今天又是個“周二紅”,五州給本黨總統競選提名,濱州,馬裏蘭,康州,特拉華,羅德島。雖不是生死的分量,說多不多,說少不少:
票數 | 民主黨 | 共和黨 |
濱州 | 210 | 71 |
馬裏蘭 | 118 | 38 |
康州 | 70 | 28 |
特拉華 | 31 | 16 |
羅德島 | 33 | 19 |
總 | 462 | 172 |
也過了(總數)兩成的票數。
紐約郵報的彩畫報道
共和黨還有點難分難解的意思,民主黨大概會了解了。
克林頓領先275票,不是“壓倒性”,不過閑得死無法扭轉劣勢
共和黨淳樸大幅領先,但獲得半數還不能敲定,戰火熊熊
想簡明地了解了解美國大選政治精華,讀讀可憐百姓思奧巴,有個大概。
三大州民調
民主黨
共和黨
此報道簡單總結了當前的局勢:
2016 Primaries: Tuesday Elections Favor the Frontrunners
民主黨
克林頓與閑得死在康州打平,馬裏蘭壓倒性,濱州大幅領先。如果克林頓贏得六成,今天一天就能多了60~80張黨代表票,閑得死氣勢仍在,但無回天之力,恰如大眾電視台(PBS)所言:
Delegate math: How Tuesday could close door on Sanders bid
那民主黨還折騰啥呢?
折騰,是因為黨內還沒服克林頓。閑得死從默默無聞到今天聲勢浩大,盡管民主黨內一大群人打死也不會支持他(主要是黑人為主的少數群體),其聲望大有蓋過克林頓之勢:
年輕人中支持閑得死,一邊倒,4:1,參見美國兩代的交接。
連服飾都像賈姥姥,真丟臉
而克林頓的名聲則是越來越讓人討厭——盡管大家都覺得她會是個稱職好總統,黨內不少人都覺得克林頓及時遇上淳樸、庫魯斯這般人也未必勝算在手,也擔心一把。不過謝天謝地,淳樸盡管在黨內備受愛戴,在全國卻還是臭名昭著:
Poll shows that Millennials would flock to Clinton against Trump
“Nearly one in four Republicans would defect to the Democrats if the GOP nominated Trump against Clinton. Just 7% of Democrats would defect to the GOP.”

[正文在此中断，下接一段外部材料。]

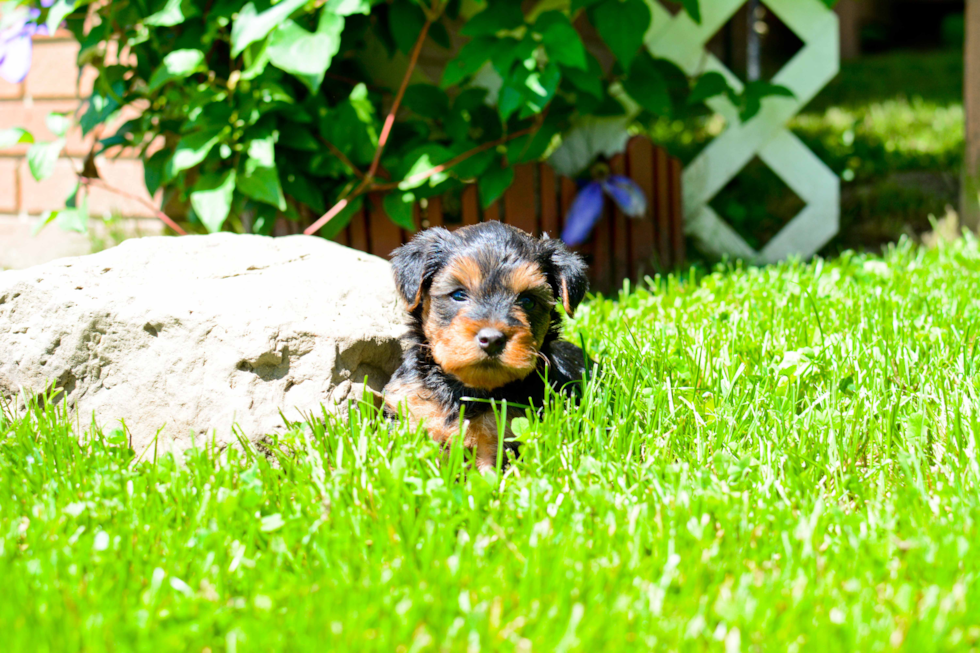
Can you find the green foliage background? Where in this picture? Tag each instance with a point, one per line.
(266, 110)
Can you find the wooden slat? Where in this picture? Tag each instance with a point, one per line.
(519, 201)
(568, 192)
(359, 232)
(642, 231)
(619, 236)
(471, 205)
(661, 202)
(550, 219)
(385, 235)
(434, 212)
(677, 213)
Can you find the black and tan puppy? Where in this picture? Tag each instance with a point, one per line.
(483, 325)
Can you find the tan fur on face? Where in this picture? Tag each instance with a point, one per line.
(454, 347)
(526, 277)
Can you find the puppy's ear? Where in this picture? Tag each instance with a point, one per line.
(415, 263)
(570, 280)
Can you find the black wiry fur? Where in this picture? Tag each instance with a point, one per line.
(417, 263)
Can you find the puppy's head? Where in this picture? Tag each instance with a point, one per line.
(485, 298)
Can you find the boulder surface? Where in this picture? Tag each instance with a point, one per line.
(196, 334)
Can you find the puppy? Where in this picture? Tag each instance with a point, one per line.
(484, 325)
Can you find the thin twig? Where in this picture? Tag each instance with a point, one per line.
(160, 215)
(368, 179)
(422, 176)
(390, 120)
(340, 155)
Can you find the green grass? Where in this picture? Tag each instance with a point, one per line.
(781, 458)
(890, 125)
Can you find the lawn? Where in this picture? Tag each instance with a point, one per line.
(781, 458)
(890, 125)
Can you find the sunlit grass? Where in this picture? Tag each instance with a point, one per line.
(779, 458)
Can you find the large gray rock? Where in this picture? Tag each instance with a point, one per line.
(199, 333)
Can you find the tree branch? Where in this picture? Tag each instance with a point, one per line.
(422, 176)
(368, 179)
(160, 215)
(390, 119)
(340, 155)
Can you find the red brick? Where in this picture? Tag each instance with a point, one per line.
(32, 118)
(49, 194)
(54, 73)
(126, 175)
(20, 248)
(10, 91)
(8, 185)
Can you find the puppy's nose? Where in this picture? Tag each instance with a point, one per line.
(491, 341)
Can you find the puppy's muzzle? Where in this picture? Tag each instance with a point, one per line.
(491, 341)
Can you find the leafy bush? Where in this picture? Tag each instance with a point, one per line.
(248, 111)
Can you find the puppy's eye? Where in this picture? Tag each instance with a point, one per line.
(525, 302)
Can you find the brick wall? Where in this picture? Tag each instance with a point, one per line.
(54, 84)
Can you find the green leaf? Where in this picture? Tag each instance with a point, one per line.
(14, 136)
(154, 169)
(307, 55)
(398, 205)
(58, 123)
(272, 523)
(260, 178)
(470, 59)
(101, 107)
(588, 81)
(298, 137)
(265, 219)
(251, 26)
(192, 149)
(494, 182)
(405, 21)
(561, 41)
(499, 15)
(211, 199)
(622, 26)
(173, 12)
(298, 187)
(708, 86)
(532, 147)
(427, 100)
(57, 13)
(348, 7)
(693, 9)
(528, 91)
(177, 65)
(46, 218)
(41, 158)
(647, 85)
(475, 165)
(421, 160)
(754, 93)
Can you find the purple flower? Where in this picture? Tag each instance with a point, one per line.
(15, 44)
(587, 207)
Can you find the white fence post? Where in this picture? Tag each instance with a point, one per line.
(682, 41)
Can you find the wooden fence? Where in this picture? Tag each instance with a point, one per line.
(537, 202)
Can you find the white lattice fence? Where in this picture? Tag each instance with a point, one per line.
(682, 41)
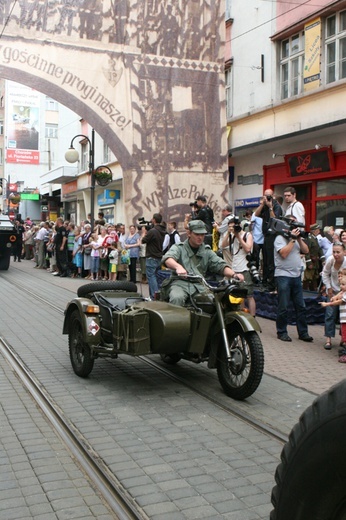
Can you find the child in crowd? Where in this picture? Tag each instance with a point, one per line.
(340, 299)
(113, 256)
(77, 253)
(94, 256)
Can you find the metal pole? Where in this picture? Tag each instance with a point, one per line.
(91, 171)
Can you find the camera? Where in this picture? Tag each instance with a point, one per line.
(285, 226)
(256, 278)
(142, 222)
(237, 226)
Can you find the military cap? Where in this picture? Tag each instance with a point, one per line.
(315, 226)
(197, 226)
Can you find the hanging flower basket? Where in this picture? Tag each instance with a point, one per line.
(103, 177)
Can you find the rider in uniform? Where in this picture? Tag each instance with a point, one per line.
(194, 257)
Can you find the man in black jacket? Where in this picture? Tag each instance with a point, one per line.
(269, 208)
(154, 251)
(206, 215)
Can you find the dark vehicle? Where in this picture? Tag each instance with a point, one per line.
(7, 238)
(111, 318)
(311, 479)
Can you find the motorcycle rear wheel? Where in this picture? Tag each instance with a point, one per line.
(241, 376)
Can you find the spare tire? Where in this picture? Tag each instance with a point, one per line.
(89, 288)
(311, 479)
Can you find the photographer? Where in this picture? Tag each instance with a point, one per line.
(206, 215)
(287, 250)
(240, 245)
(154, 240)
(191, 256)
(268, 208)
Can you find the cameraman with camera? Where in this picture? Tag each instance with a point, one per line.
(269, 208)
(153, 238)
(240, 245)
(288, 247)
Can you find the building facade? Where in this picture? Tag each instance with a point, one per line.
(286, 86)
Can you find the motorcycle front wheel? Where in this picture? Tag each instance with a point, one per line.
(241, 375)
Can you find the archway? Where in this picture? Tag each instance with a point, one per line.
(147, 75)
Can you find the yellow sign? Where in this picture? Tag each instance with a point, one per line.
(312, 67)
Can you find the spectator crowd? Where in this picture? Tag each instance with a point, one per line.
(282, 263)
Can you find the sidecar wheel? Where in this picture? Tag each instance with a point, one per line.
(170, 359)
(311, 479)
(88, 288)
(241, 376)
(80, 353)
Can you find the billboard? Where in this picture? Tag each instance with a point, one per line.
(22, 124)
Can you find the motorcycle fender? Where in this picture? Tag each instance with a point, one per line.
(247, 323)
(90, 322)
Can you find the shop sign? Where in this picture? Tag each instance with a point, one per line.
(312, 72)
(248, 203)
(313, 161)
(108, 197)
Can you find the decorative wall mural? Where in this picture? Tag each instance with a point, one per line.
(147, 75)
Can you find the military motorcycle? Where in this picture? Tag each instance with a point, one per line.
(112, 318)
(8, 237)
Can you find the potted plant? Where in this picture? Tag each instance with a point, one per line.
(103, 175)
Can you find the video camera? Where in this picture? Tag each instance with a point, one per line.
(142, 222)
(251, 264)
(236, 221)
(285, 226)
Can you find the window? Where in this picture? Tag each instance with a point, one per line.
(228, 86)
(292, 66)
(51, 131)
(51, 104)
(335, 31)
(106, 153)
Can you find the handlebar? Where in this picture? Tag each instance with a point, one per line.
(223, 284)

Poll: Hillary Clinton's "millennial problem" disappears against Donald Trump
共和黨
單看民意,淳樸大大領先,連克林頓也望塵莫及,有可能通吃(共和黨黨規)。不過即使如此淳樸也還是不能鎖住半數,還得爭鬥一番,而黨內則已下定決心要將其排擠在外,所以盡管淳樸先發製人的攻擊黨製乃被“非法操縱”(淳樸的話,“rigged system”,“corrupt enterprise”),在黨內造成“舊勢力借助規矩將我排擠在外”的風氣,前幾天黨代會上領導們堅持“黨規很公正”,沒被“非法操縱”,拒絕淳樸的指控,將對立局麵堅持到底。
還得有一番惡鬥,下步印第安納州是關鍵,參見淳樸贏共和黨提名有戲嗎?。
這一番惡鬥多半兒會分裂共和黨。黨內精英和控製共和黨大有錢人是不論如何要製止淳樸的崛升,但黨內基層普通黨員不答應:
《全國廣播公司NBC》Poll: Trump Reaches 50 Percent Support Nationally for the First Time(指黨內)

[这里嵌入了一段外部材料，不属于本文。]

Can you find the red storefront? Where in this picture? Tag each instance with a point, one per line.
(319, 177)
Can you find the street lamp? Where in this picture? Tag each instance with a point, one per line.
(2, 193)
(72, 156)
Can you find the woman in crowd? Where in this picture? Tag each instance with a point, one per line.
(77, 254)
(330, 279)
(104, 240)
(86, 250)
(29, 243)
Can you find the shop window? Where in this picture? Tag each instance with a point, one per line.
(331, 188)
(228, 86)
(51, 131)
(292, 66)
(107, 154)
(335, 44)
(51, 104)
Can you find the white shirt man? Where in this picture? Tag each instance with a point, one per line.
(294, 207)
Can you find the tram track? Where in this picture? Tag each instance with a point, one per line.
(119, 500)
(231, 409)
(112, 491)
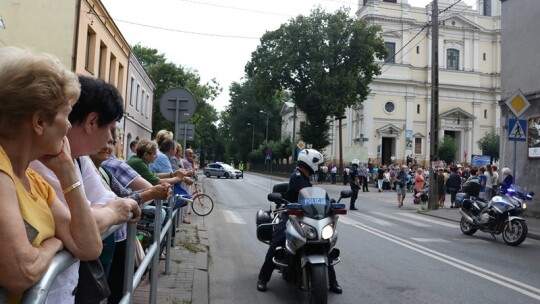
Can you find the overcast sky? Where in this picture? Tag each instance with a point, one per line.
(213, 37)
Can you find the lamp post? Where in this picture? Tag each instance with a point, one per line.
(267, 117)
(252, 135)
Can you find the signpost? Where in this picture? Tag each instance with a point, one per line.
(178, 105)
(518, 104)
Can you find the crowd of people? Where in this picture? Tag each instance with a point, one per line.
(413, 178)
(60, 180)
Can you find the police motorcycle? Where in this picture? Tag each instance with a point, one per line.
(311, 235)
(498, 216)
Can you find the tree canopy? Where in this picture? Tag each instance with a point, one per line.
(326, 62)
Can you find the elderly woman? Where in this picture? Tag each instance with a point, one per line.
(147, 154)
(36, 97)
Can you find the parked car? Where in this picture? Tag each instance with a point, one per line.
(220, 170)
(239, 173)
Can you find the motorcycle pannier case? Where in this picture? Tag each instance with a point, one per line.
(264, 225)
(459, 199)
(471, 188)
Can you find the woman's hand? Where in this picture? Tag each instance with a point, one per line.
(61, 162)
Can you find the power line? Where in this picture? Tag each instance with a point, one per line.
(184, 32)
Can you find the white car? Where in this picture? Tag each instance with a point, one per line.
(219, 170)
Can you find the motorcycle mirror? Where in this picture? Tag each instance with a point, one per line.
(274, 197)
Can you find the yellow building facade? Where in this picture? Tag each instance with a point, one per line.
(394, 121)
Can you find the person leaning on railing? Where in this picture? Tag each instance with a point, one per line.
(36, 96)
(92, 119)
(115, 257)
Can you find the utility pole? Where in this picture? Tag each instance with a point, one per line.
(434, 129)
(294, 136)
(339, 119)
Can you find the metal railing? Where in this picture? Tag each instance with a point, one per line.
(38, 293)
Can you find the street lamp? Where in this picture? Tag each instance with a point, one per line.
(267, 117)
(252, 135)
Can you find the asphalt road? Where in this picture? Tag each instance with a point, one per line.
(389, 254)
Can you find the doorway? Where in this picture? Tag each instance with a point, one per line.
(387, 150)
(456, 135)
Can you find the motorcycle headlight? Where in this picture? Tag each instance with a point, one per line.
(309, 232)
(328, 232)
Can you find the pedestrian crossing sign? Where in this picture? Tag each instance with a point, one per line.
(517, 129)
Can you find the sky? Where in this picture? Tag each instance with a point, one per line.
(213, 37)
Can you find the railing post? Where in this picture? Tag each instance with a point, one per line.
(155, 261)
(130, 260)
(169, 236)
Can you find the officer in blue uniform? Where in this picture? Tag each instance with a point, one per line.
(307, 165)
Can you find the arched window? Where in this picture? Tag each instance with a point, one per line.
(452, 59)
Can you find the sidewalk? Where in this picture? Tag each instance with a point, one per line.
(187, 282)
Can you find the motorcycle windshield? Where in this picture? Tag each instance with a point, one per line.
(314, 201)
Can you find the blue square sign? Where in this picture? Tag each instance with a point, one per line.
(517, 129)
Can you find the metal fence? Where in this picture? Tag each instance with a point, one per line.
(38, 293)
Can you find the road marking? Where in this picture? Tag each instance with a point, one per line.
(411, 222)
(233, 217)
(428, 240)
(366, 218)
(494, 277)
(429, 220)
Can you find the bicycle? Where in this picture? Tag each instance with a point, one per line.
(201, 204)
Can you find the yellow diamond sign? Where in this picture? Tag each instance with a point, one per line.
(517, 103)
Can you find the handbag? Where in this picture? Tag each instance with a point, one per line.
(92, 287)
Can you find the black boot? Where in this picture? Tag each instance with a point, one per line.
(261, 285)
(335, 288)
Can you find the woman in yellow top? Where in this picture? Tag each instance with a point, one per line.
(36, 96)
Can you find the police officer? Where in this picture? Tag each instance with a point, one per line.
(308, 163)
(354, 179)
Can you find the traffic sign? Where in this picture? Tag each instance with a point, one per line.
(177, 104)
(517, 103)
(517, 129)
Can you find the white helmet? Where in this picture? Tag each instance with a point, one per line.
(311, 159)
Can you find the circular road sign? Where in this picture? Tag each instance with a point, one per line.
(186, 105)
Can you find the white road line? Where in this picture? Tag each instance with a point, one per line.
(429, 219)
(366, 218)
(233, 217)
(428, 240)
(411, 222)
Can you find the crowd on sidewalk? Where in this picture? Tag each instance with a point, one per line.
(413, 178)
(63, 182)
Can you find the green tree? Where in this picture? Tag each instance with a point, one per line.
(489, 144)
(326, 62)
(447, 149)
(167, 75)
(244, 108)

基層的反叛將上層領導、精英們打了個措手不及,至今唯有解決良策。曆史上一黨連任三界總體的為數不多,不但百姓對奧巴馬厭倦了,共和黨更是恨之入骨,就得本黨上天機會極大,但目前這一希望算是泡湯了,大家基本不抱任何妄想了,連極右的科赫兄弟都出來防風說寧要克林頓也不要淳樸,可見大家對淳樸是恨之入骨了。共和黨為什麽如此顧忌淳樸?
《赫芬頓郵報》Charles Koch: Clinton Might Make Better President Than Republican Candidates
《沙龍》Charles Koch goes full Tyrion Lannister: His threat to back Hillary hints at the brothers’ devious game of thrones
像科赫兄弟那種的,主要是經濟因素。淳樸盡管是共和黨,但以給低層孤立無援的人爭權益謀福利為口號,難免要動有錢人的錢包了,這是科赫兄弟等所不能容忍的。而共和黨的黨魁們則為自己的和黨的利益勢力提心吊膽,據估計,一旦淳樸提名,共和黨及其可能失去參議院,那可是江山全無了。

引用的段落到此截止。